Menuju konten utama

Seberapa Mampu Indonesia Mencapai Swasembada Pangan di 2026?

Untuk mewujudkan swasembada pangan yang baik, pemerintah tentu harus dapat bekerja sama dengan petani agar dapat meningkatkan produktivitas pertanian.

Seberapa Mampu Indonesia Mencapai Swasembada Pangan di 2026?
Foto udara petani memanen padi menggunakan mesin pertanian di Padang, Trucuk, Bojonegoro, Jawa Timur, Rabu (25/10/2023). Kementerian Pertanian menargetkan produksi beras dalam negeri mencapai 35 juta ton pada 2024 dan jumlah ini naik dibandingkan target 2023 yang sejumlah 31 juta ton. ANTARA FOTO/Muhammad Mada/hp.

tirto.id - Menteri Pertanian, Amran Sulaiman, optimistis Indonesia bisa menuju swasembada pangan pada 2026 mendatang. Setidaknya, terdapat tiga tahapan untuk menuju ke arah sana. Pertama, menekan impor, lalu memperbaiki produksi pangan, dan terakhir, baru bisa swasembada.

Swasembada pangan sendiri adalah kemampuan sebuah negara dalam mencukupi sendiri kebutuhan pangan bagi masyarakat. Dalam Kamus Besar Bahasa Indonesia (KBBI), swasembada adalah usaha mencukupi kebutuhan sendiri.
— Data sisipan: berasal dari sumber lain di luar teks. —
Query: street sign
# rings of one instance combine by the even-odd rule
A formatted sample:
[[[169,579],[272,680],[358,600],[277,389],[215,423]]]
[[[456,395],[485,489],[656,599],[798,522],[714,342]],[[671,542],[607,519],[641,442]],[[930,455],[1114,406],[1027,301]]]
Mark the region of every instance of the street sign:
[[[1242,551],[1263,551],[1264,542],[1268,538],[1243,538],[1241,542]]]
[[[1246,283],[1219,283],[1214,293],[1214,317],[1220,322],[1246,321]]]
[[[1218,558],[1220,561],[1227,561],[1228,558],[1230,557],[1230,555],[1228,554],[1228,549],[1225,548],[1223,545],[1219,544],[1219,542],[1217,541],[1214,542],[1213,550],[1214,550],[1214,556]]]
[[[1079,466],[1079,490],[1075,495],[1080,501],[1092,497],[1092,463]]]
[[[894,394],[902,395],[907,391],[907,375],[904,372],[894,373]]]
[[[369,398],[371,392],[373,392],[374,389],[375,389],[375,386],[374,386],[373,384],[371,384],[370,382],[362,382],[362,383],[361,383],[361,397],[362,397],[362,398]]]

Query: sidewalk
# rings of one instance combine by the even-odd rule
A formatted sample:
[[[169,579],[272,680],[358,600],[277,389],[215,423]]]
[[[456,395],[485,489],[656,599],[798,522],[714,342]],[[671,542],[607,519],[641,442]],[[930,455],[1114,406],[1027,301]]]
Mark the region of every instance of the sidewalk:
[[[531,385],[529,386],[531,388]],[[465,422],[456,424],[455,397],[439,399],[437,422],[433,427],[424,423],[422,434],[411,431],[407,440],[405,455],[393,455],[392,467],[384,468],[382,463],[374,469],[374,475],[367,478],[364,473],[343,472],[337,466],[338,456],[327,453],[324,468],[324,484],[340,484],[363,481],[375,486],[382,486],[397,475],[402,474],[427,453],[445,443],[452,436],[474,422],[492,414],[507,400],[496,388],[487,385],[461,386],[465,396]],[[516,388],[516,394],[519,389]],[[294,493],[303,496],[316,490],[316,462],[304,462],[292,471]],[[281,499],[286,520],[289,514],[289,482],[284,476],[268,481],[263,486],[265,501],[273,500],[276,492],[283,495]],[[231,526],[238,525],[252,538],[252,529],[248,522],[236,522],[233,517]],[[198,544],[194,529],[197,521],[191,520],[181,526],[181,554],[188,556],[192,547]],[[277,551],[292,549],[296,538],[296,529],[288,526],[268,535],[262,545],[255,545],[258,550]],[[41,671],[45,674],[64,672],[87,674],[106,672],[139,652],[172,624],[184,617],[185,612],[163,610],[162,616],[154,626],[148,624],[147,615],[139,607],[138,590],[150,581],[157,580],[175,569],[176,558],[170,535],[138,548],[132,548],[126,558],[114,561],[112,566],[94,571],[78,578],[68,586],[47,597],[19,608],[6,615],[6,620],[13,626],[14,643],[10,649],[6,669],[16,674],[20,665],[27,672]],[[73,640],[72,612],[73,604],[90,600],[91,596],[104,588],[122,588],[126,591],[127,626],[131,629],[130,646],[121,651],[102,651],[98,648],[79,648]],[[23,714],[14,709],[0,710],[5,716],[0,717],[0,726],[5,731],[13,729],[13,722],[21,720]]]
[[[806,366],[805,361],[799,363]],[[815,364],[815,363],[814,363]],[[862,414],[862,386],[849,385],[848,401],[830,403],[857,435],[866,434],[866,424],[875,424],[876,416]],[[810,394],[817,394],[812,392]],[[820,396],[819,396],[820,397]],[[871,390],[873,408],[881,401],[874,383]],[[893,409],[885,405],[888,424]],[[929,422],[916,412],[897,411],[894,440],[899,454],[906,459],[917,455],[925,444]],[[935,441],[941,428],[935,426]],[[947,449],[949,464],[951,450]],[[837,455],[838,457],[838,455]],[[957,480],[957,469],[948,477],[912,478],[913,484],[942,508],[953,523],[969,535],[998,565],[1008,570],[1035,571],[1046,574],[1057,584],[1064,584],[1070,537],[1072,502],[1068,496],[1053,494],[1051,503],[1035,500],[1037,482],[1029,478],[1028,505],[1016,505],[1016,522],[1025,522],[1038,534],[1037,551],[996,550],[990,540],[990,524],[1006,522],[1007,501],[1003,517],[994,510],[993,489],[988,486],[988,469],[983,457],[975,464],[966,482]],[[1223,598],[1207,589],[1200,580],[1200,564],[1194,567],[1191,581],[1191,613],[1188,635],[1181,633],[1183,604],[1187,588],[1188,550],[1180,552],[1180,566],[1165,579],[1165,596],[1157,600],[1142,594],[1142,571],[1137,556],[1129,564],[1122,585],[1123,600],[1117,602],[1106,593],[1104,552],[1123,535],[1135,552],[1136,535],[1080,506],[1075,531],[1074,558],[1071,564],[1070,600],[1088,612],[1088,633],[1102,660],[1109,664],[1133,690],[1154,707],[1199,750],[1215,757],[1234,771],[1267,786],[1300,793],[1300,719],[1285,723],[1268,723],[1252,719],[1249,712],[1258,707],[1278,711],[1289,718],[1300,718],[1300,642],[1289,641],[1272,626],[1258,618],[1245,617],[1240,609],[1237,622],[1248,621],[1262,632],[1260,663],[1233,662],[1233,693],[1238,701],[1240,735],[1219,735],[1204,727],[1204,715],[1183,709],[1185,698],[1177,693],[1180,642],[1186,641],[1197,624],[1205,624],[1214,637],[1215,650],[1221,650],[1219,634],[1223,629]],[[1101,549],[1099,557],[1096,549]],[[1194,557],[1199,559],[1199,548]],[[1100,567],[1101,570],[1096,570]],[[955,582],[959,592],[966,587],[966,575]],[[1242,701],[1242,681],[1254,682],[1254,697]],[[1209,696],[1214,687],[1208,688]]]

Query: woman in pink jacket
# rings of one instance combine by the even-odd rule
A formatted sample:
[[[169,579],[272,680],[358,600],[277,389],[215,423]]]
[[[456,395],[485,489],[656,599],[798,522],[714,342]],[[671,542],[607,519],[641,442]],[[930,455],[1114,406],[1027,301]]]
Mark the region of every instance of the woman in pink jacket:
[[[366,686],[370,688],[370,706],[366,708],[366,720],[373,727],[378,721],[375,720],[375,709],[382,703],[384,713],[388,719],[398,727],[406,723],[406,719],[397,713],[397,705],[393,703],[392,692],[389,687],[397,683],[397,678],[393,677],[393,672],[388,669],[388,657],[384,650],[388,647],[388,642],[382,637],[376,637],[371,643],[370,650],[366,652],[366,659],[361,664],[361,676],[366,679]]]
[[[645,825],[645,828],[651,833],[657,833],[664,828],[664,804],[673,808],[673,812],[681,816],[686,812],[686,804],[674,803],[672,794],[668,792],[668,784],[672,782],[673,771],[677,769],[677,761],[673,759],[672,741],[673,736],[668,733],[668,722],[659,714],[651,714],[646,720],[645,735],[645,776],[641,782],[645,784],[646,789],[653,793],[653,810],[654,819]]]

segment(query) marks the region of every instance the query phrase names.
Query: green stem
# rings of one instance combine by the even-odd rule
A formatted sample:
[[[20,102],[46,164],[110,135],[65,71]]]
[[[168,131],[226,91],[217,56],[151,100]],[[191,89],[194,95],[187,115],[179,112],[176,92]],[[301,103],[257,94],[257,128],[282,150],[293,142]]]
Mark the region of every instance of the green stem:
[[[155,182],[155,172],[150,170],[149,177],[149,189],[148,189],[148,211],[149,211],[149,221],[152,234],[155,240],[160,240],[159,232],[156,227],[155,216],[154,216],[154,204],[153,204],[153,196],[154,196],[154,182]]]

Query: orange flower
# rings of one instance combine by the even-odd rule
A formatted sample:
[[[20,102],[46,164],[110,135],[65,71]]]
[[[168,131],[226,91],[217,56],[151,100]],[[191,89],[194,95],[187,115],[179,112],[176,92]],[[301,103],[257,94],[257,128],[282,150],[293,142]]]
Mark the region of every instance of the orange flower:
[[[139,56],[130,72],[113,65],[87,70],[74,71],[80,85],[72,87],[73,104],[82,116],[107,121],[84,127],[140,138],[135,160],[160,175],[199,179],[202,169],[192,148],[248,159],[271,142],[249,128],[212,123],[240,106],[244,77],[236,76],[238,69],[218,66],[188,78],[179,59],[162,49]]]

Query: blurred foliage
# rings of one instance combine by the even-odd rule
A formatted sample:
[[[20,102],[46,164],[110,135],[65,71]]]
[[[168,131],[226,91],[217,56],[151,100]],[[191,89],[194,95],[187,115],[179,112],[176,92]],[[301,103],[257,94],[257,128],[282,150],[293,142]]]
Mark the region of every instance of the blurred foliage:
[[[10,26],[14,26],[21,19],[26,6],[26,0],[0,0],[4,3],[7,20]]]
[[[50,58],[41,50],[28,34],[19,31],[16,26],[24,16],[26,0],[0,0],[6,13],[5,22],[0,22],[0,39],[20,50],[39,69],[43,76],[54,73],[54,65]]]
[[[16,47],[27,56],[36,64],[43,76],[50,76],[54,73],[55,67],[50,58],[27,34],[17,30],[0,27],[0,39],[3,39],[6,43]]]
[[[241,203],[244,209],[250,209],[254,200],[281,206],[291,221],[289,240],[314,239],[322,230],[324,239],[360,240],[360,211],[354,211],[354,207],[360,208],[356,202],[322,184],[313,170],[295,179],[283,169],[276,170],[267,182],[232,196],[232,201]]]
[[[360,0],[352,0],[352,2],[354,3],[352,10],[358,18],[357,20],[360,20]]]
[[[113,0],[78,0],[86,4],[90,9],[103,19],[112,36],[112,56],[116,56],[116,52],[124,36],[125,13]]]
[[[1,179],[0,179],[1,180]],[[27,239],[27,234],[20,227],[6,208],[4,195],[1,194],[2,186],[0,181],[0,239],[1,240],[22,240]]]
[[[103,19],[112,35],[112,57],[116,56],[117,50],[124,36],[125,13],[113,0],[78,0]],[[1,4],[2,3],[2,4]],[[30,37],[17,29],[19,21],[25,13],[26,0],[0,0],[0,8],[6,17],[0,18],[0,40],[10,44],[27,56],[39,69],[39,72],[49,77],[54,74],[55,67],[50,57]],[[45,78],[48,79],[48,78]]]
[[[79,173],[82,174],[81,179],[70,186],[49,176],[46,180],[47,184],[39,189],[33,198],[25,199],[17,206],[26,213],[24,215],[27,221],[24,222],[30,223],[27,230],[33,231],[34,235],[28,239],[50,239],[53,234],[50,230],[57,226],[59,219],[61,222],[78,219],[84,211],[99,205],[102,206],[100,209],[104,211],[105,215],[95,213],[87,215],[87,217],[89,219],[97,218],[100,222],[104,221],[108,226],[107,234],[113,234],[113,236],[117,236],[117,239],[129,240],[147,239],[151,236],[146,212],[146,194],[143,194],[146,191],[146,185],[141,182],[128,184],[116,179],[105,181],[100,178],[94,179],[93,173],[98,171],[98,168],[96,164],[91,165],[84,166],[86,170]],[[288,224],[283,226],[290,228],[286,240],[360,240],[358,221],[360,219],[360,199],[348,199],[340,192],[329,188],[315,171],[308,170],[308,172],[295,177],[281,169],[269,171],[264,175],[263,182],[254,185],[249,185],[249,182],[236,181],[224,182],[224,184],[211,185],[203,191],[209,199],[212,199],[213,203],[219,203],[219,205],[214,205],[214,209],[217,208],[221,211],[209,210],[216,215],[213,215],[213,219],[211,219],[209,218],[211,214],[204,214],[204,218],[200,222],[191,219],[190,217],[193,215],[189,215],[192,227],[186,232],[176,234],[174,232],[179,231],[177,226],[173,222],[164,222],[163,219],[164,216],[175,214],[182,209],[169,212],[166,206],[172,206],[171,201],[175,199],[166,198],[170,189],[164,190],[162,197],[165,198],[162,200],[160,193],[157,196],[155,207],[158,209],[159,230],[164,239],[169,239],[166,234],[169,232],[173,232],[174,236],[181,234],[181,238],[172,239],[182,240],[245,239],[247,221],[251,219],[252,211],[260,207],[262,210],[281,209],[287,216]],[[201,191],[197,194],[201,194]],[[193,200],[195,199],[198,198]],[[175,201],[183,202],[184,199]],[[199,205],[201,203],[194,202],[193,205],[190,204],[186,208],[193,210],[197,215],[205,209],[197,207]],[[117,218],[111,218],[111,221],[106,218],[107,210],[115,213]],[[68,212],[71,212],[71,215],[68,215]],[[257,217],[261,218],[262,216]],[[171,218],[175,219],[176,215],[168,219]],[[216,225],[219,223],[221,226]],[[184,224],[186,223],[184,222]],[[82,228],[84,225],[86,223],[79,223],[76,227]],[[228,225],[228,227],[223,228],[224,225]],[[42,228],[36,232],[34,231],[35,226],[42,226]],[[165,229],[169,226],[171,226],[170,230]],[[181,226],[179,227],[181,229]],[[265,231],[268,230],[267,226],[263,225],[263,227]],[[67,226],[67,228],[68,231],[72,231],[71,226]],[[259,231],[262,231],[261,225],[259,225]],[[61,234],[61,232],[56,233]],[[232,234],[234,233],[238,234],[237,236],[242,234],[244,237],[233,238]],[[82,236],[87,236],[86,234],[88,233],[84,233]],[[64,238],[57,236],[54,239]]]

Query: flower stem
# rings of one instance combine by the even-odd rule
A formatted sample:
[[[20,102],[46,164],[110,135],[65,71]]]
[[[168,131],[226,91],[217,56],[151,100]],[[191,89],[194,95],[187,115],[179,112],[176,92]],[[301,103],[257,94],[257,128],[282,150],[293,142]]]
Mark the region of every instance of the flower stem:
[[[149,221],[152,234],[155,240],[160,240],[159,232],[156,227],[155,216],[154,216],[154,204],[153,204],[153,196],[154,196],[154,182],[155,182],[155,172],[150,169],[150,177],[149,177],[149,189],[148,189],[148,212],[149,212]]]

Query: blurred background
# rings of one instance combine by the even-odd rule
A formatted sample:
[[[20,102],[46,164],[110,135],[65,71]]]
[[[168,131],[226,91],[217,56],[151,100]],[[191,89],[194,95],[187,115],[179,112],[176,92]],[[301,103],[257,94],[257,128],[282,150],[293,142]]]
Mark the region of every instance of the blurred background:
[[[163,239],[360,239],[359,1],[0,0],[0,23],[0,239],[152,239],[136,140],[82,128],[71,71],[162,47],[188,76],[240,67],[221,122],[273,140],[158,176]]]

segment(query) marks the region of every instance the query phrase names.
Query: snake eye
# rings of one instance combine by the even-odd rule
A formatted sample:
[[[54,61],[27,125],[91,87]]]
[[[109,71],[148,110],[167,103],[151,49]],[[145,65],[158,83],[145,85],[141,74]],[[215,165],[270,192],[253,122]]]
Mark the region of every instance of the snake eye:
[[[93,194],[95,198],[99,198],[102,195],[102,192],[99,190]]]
Amran mengatakan, salah satu upaya dilakukan dalam mencapai swasembada pangan adalah melalui pemanfaatan potensi lahan rawa. Saat ini terdapat sekitar 10 juta hektare lahan rawa yang berpotensi untuk digarap dan ditanami.

"Itu potensi kita ada 10 juta hektar, mudah-mudahan bisa kita kejar 1 juta hektar per tahun," kata Amran saat ditemui di Kantor Kementerian Pertanian (Kementan), Jakarta, Senin (20/11/2023).

Amran meyakini jika upaya tersebut dilakukan Indonesia dapat mencapai swasembada pangan dalam tiga tahun ke depan. Optimisme tersebut didasari karena sebelumnya Indonesia pernah mencapai swasembada beras.

Swasembada beras Indonesia terjadi tiga kali berturut pada 2019-2021. Pada kurun waktu tersebut, Indonesia tidak melakukan impor beras umum. Terakhir kali, Indonesia melakukan impor beras umum melalui penugasan Bulog pada 2018 silam, yakni sebesar 1,8 juta ton.

Keberhasilan tersebut membuat Indonesia mendapatkan penghargaan dari Institut Penelitian Padi Internasional (IRRI). IRRI menilai Indonesia telah memiliki sistem ketahanan pangan yang baik dan berhasil swasembada beras pada periode 2019-2021.

IRRI menjelaskan Indonesia mencapai swasembada lantaran mampu memenuhi kebutuhan pangan pokok domestik beras, lebih dari 90 persen. Diketahui, produksi beras nasional dari 2019 konsisten berada di angka 31,3 juta ton sehingga berdasarkan hitungan Badan Pusat Statistik (BPS) jumlah stok akhir di April 2022 lalu tertinggi di angka 10,2 juta ton.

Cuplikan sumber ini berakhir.